M. Galpin-Daveline, envoyé en Afrique, n'assista pas à ces noces. Mais Méchinet y brilla, débarrassé, grâce à Jacques, de tous ses soucis d'argent.

Et, aujourd'hui, les époux Blangin ont presque tout dévoré l'argent qu'ils avaient extorqué à Mlle Denise de Chandoré.

Cheminot, garde particulier de Boiscoran, est la terreur des vagabonds.
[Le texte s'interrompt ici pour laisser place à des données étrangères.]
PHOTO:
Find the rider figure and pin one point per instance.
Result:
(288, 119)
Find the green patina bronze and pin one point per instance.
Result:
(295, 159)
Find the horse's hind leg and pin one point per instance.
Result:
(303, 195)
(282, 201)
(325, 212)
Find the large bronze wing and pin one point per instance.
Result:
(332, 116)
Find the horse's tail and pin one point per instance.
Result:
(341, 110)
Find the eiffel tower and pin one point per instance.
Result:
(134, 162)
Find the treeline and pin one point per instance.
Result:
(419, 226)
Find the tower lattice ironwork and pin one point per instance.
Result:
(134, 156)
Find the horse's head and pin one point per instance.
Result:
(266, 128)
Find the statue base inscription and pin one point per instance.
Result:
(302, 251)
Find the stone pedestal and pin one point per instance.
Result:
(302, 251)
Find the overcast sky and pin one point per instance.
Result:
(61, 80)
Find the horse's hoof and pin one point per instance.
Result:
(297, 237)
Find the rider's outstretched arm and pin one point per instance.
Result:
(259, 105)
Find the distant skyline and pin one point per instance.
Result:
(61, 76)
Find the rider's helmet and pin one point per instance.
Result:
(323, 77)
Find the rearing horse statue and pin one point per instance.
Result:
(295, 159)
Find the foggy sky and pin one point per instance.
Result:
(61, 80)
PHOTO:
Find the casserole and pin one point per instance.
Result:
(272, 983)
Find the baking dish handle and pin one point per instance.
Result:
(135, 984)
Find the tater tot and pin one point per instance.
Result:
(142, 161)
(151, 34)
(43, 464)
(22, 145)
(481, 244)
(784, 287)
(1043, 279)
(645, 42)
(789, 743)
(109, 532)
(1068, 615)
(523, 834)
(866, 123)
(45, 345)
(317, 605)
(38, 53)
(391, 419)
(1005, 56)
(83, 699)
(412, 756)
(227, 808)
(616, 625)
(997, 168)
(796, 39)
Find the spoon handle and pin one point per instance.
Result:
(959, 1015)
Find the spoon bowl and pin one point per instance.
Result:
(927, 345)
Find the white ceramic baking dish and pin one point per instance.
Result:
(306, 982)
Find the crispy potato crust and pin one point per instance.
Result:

Et Goudar, jardinier pépiniériste, vend les plus belles pêches de Paris.

FIN

NOTES:

[1] Pantalon.

[2] Caprice, fantaisie.

[3] Ancêtre des guides Michelin.

[4] Chanter femme sensible: se dit d'une demande qui restera sans résultat.

[5] À l'époque, les conscrits étaient tirés au sort. Les premiers numéros, dans la limite du contingent prévu devaient faire leur service militaire.

[6] Une école: une faute de conduite, une sottise.

[7] Toutes les herbes de la Saint-Jean: tous les moyens nécessaires.